Strengths of this report are that validated SES measures from publicly funded health care systems were used, which allowed for descriptive international comparisons that lessen issues related to participant health insurance status. In addition, this allows for a nuanced evaluation of SES and study enrolment, allowing for comparisons with both regional and national populations of individuals with type 1 diabetes. In addition, while these data report SES differences in study recruitment, they also show the engagement of participants across a wide range of socioeconomic backgrounds. Strategies to optimize convenience and the overall participant experience at sites included flexibility in data collection by combining study and diabetes clinic visits, the availability of early or late or weekend appointments, reimbursement for travel and the availability of shared health care for participants living away from some sites [6, 27]. In the AdDIT study, weekend and after-hours visits and shared care strategies were implemented at some sites based upon advice provided by participant and parent/caregiver advisory group who emphasized this need, in particular, for two-household families and parents with restrictive employment schedules. AdDIT was also conducted prior to the more recent wider adoption of virtual research visits, which may allow for greater engagement of the underserved [8, 28,29,30].

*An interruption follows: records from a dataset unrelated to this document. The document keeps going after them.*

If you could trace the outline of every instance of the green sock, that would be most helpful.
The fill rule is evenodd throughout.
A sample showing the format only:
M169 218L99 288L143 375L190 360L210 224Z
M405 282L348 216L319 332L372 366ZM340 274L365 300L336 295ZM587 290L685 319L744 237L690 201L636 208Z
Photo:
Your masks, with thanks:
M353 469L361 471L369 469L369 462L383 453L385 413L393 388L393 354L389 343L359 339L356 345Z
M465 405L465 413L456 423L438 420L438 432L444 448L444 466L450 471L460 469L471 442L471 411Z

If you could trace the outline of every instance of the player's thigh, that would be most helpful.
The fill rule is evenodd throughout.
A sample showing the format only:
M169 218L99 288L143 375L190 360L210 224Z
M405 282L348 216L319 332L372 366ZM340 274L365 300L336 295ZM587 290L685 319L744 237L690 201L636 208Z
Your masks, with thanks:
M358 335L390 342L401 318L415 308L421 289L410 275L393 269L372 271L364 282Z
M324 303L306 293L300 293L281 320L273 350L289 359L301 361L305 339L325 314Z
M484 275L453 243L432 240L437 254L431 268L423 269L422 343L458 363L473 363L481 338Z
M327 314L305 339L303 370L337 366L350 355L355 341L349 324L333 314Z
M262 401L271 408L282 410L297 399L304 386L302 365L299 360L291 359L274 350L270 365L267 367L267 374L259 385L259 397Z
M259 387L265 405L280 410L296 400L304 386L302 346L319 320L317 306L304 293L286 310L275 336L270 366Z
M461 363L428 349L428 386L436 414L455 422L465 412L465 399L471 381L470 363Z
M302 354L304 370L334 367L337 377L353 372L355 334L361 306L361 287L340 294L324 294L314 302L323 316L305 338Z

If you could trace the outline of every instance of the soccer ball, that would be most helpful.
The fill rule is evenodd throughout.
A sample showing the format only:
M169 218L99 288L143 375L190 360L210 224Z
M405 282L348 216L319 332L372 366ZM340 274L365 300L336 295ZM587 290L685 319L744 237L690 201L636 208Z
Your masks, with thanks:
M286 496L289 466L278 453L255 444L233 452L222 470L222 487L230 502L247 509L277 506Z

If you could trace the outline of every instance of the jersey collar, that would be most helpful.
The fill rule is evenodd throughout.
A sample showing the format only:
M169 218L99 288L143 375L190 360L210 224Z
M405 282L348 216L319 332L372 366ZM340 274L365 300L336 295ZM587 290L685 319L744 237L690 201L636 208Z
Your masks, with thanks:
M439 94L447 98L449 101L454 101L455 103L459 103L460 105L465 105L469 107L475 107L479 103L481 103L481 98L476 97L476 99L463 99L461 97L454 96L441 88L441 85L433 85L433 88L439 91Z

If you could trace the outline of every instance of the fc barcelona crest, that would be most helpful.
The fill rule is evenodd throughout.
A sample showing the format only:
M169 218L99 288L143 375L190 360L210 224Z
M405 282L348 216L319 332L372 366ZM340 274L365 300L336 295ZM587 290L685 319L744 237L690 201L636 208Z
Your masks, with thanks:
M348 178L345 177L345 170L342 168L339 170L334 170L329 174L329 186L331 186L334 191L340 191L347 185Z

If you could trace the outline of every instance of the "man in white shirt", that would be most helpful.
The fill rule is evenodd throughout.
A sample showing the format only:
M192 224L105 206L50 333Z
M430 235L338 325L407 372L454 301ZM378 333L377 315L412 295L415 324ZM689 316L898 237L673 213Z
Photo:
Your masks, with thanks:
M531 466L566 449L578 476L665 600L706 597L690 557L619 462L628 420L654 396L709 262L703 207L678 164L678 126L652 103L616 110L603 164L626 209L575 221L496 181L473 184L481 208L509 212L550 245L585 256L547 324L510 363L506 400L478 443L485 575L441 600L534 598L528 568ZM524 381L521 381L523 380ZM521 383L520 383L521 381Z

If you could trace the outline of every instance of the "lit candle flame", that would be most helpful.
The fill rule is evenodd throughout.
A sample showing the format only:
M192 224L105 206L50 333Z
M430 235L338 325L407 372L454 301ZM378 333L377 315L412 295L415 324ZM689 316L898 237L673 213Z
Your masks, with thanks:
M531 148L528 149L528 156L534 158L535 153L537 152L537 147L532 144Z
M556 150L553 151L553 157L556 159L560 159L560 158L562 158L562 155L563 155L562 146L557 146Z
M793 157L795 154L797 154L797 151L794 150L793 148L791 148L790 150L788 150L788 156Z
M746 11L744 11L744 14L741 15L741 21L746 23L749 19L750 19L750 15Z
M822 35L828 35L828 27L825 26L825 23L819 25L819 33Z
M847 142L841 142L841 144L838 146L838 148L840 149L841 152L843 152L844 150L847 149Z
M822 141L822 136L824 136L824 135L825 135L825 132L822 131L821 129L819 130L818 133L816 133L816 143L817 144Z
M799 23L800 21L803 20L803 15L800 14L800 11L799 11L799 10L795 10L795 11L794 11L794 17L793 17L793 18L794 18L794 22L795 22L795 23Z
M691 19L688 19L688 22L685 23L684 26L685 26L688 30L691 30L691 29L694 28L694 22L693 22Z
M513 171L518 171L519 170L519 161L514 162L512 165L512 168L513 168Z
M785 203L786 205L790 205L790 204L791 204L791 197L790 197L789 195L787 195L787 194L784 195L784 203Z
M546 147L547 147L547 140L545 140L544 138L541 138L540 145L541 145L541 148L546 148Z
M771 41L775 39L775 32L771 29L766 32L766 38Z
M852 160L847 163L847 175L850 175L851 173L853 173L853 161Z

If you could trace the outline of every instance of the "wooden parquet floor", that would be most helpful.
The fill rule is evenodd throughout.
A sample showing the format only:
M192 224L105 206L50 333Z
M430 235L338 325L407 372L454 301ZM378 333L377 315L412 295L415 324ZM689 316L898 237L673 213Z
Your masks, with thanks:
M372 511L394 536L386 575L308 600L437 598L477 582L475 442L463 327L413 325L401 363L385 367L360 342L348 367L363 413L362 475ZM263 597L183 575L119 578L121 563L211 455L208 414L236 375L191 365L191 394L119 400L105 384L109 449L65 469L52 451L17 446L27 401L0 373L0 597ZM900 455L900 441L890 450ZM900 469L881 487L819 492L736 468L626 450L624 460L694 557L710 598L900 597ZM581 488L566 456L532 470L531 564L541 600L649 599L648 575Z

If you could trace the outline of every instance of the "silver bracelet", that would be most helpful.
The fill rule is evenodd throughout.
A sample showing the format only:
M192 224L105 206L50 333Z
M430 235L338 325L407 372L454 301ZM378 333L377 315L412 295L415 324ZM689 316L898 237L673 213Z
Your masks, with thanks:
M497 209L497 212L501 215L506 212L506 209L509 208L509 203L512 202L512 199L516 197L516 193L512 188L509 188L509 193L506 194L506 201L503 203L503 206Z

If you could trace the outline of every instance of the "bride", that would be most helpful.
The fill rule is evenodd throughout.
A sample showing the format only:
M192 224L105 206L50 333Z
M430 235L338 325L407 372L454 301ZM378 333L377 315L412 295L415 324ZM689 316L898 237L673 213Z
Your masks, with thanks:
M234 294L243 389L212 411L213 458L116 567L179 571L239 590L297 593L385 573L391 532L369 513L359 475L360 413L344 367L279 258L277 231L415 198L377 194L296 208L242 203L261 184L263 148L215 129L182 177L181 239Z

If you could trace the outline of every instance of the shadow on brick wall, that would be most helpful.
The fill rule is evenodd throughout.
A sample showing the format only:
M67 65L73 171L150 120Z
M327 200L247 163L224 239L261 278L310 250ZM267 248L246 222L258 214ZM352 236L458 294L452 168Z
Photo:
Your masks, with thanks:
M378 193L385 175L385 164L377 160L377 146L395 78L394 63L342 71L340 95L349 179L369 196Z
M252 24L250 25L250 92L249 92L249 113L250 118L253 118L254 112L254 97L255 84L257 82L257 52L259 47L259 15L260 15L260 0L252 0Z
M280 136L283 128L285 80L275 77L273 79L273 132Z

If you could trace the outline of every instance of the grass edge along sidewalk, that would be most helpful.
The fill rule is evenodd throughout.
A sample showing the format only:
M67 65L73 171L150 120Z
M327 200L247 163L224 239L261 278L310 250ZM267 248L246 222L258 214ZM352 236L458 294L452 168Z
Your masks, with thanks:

This study has some limitations. Only a subset of the original AdDIT cohort could be evaluated in the current study due to local ethics restrictions at certain sites/countries. This could have potentially impacted our results, particularly for AdDIT UK, as a large portion of the cohort could not be assessed. We used population-level measures developed by national agencies to quantify social inequity within populations that are created by agglomerating multiple socioeconomic and environmental census data sources. It is important to recognize that individual national indexes vary with regard to specific components used to assess marginalization and SES and this is the reason why data in this report are reported and described separately for each country [17]. While area-based measures of SES may not be an ideal proxy for individual-based SES measures, they are valuable in describing socioeconomic trends where participant-level data are not available [31, 32]. Our study was limited to aggregate-level data for most regional and national reference groups, limiting our ability to evaluate and compare clinical characteristics such as HbA1c, ACR and insulin therapy. This report also has limited data on the impact of ethnicity on recruitment, as this data was not universally available from regional and national sources. Lastly, our study applied an assumption of uniform SES distribution for paediatric type 1 diabetes in Canada due to limited reference data at the national level, which may not reflect the true distribution of SES for this population.

Conclusions

As a large, multicenter trial, this report is unique as it describes socioeconomic details of clinical trial participants and how they compare with the populations from which they were sampled. This report also highlights the realities and challenges of contemporary clinical research in the context of broader social and economic inequities. Around 40–60% of clinical trials have insufficient or delayed recruitment, and investigators are often challenged to counterpoise the pressures of recruitment using more available, higher SES participants with those who are more representative [33,34,35]. Elements to consider in trial design would include snowball or social network-based approaches and community partnerships in addition to flexible data collection strategies [6, 33]. Trial recruitment and conduct should include personalized, needs-based approaches that include appropriate financial compensation and address cultural and language barriers to participation. These strategies are important to not only increase the level of involvement and participation in health research for disadvantaged groups, but also ensure the outcomes and implementation of health research are relevant.